450. A VOLTAIRE.
Sans-Souci, 22 avril 1772.242-a
Il ne s'est point rencontré de poëte assez fou pour envoyer de mauvais vers à Boileau, crainte d'être remboursé par quelque épigramme. Personne ne s'est avisé d'importuner de ses balivernes Fontenelle, ou Bossuet, ou Gassendi; mais vous, qui valez ces gens tous ensemble, vous ajoutez l'indulgence aux talents que ces grands hommes possédaient. Elle rend vos vertus plus aimables; aussi vous attire-t-elle la correspondance de tous les éphémères du sacré vallon, parmi lesquels j'ai l'honneur de me compter. Vous donnez l'exemple de la tolérance au Parnasse, en protégeant le poëme de Moukden et celui des Confé dérés; et, ce <215>qui vaut encore mieux, vous m'envoyez le neuvième tome des Questions encyclopédiques. Je vous en fais mes remercîments. J'ai lu cet ouvrage avec la plus grande satisfaction; il est fait pour répandre des connaissances parmi les aimables ignorants, et leur donner du goût pour s'instruire.
J'ai été agréablement surpris par l'article des Beaux-Arts243-a que vous m'adressez. Je ne mérite cette distinction que par l'attachement que j'ai pour eux, ainsi que pour tout ce qui caractérise le génie, seule source de vraie gloire pour l'esprit humain.
Les Lettres de Memmius à Cicéron243-b sont des chefs-d'œuvre où les questions les plus difficiles sont mises à la portée des gens du monde. C'est l'extrait de tout ce que les anciens et les modernes ont pensé de mieux sur ce sujet. Je suis prêt à signer ce symbole de foi philosophique.
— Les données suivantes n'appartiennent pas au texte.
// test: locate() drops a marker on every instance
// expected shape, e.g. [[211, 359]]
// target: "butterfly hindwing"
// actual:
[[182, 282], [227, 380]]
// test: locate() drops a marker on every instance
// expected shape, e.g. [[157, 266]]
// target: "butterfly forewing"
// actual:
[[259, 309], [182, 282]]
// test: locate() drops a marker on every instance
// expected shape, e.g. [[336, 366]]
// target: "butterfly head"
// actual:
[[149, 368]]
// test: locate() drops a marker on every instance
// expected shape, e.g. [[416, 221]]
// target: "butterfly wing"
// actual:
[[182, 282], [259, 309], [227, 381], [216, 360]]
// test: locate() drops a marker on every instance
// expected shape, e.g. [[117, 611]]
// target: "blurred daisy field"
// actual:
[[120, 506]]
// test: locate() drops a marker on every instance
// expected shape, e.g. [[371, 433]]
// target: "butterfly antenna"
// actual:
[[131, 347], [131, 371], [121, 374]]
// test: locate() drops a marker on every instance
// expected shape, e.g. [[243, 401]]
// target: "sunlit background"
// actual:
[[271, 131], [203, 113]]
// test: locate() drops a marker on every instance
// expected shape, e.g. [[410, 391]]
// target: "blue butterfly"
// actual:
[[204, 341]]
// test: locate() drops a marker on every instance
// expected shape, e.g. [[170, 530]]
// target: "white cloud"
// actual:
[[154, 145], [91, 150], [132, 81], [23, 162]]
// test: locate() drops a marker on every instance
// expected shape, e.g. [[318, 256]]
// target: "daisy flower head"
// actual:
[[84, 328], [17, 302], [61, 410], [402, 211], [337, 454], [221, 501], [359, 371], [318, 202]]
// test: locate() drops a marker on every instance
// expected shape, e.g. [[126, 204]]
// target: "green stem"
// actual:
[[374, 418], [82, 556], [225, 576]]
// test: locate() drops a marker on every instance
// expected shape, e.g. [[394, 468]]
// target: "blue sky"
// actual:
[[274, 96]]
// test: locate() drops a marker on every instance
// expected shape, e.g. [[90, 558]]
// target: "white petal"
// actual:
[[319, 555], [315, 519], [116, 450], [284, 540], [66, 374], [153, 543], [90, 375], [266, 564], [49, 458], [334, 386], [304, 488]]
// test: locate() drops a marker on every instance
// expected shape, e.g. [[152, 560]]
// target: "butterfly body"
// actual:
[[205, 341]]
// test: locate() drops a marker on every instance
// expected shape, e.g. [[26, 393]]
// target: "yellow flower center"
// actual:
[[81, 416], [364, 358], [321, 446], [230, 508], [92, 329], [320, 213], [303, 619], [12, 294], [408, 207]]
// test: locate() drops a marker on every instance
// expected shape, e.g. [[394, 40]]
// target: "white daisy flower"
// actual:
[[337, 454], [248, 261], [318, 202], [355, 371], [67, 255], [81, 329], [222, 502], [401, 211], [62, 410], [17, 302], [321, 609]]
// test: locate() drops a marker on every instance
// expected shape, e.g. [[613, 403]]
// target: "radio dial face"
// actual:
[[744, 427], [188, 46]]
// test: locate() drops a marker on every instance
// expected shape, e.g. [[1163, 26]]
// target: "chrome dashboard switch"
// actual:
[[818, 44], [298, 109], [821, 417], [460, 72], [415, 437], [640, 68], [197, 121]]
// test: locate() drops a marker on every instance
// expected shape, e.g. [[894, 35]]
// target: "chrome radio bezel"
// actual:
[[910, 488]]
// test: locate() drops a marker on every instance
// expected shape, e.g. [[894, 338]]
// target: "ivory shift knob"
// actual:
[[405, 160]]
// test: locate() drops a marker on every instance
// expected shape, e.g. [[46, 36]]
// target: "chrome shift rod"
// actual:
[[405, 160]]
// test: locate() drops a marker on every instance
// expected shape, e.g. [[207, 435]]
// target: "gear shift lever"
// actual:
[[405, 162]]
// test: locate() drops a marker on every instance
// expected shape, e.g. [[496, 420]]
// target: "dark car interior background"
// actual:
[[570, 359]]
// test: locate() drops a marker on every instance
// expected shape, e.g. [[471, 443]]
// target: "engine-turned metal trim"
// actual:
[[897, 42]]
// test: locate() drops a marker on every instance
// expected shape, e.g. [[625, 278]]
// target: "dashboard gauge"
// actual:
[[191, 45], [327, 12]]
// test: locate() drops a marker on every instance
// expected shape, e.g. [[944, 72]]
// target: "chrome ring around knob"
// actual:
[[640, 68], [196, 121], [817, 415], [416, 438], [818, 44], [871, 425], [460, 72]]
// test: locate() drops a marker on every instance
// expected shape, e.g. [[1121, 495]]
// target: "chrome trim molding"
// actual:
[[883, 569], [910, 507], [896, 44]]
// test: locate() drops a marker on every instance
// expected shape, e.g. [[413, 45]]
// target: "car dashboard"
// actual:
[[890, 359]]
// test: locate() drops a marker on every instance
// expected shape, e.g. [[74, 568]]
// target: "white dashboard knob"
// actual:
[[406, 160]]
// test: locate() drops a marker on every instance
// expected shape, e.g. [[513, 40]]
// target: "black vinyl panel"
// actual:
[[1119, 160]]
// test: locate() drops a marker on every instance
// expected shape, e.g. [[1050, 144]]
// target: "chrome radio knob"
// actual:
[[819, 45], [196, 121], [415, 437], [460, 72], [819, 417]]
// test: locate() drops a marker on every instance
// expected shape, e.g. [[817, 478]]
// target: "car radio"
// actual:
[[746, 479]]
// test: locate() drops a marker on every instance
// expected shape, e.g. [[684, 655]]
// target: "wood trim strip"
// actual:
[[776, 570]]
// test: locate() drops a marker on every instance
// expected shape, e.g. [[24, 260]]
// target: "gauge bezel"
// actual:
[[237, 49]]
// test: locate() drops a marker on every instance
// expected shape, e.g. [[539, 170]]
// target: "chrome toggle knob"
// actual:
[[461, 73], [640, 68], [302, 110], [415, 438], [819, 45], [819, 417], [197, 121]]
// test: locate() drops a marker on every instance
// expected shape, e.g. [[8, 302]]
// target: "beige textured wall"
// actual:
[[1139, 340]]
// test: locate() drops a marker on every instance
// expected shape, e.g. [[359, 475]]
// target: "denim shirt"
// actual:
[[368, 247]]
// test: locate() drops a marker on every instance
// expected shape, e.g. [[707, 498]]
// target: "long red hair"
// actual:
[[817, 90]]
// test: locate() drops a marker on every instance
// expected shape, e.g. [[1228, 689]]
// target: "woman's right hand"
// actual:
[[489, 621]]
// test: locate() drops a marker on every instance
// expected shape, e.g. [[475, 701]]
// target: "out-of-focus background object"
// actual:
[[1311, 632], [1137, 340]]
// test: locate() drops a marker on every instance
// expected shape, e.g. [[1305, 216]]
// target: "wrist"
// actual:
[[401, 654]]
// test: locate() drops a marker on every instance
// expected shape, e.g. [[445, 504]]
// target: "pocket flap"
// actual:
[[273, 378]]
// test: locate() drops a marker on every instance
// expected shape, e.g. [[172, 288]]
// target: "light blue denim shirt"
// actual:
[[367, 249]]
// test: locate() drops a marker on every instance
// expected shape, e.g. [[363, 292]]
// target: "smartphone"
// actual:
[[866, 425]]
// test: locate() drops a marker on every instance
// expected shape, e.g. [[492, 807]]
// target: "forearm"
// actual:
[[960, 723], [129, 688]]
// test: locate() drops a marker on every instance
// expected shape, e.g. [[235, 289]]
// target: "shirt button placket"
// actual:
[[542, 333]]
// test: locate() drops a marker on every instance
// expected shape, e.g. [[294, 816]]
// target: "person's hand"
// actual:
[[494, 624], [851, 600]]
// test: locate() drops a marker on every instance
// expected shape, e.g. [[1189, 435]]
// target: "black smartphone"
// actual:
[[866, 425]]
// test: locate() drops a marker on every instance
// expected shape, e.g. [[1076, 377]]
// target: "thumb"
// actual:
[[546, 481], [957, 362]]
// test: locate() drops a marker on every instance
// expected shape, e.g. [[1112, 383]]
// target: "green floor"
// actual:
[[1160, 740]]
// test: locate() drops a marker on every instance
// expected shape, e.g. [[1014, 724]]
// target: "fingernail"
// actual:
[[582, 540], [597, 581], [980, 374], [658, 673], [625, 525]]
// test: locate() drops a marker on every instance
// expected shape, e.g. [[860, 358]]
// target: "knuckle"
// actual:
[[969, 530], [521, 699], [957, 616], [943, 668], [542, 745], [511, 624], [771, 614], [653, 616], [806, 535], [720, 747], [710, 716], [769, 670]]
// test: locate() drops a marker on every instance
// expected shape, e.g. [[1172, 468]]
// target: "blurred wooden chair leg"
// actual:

Tout homme sans prévention, et qui a bien examiné cette matière, ne saurait penser autrement. Vous avez eu surtout l'art d'avancer ces vérités hardies sans vous commettre avec les dévots. L'article Vérité est encore admirable. Je m'attendais à voir un dialogue entre Jésus et Pilate. Il est ébauché; cela est très-plaisant. Je ne finirais point, si je voulais entrer dans le détail de tout ce que contient ce volume précieux. Ç'aurait été bien dommage s'il n'avait pas paru, et si la postérité en avait été frustrée.
On m'a envoyé de Paris la tragédie des Pélopides, qui doit être rangée parmi vos chefs-d'œuvre dramatiques. L'intérêt toujours renaissant de la pièce, et l'élégance continue de la versification, l'élèvent à cent piques au-dessus de celle de Crébillon. Je m'étonne qu'on ne la joue pas à Paris. Vos compatriotes, ou plutôt les Velches modernes, ont perdu le goût des bonnes choses. Ils sont rassasiés des chefs-d'œuvre de l'art, et la frivolité les porte à présent à protéger l'opéra-comique, Vauxhall, et les marionnettes. Ils ne méritaient pas que vous fussiez né dans leur patrie; ce ne sera que la postérité qui connaîtra tout votre mérite.
Pour moi, il y a trente-six ans que je vous ai rendu justice. Je ne varie point dans mes sentiments; je pense à soixante ans <216>de même qu'à vingt-quatre sur votre sujet; et je fais des vœux à cet Être qui anime tout, qu'il daigne conserver aussi longtemps que possible le vieil étui de votre belle âme. Ce ne sont pas des compliments, mais des sentiments très-vrais que vos ouvrages gravent sans cesse plus profondément dans mon esprit.
242-a Le 18 avril 1772. (Variante des Œuvres posthumes, t. IX, p. 165.)
243-a Article dédié à Frédéric. Voyez Œuvres de Voltaire, édit. Beuchot, t. XXVII, p. 120 à 125.
243-b Œuvres de Voltaire, t. XLVI, p. 559-602.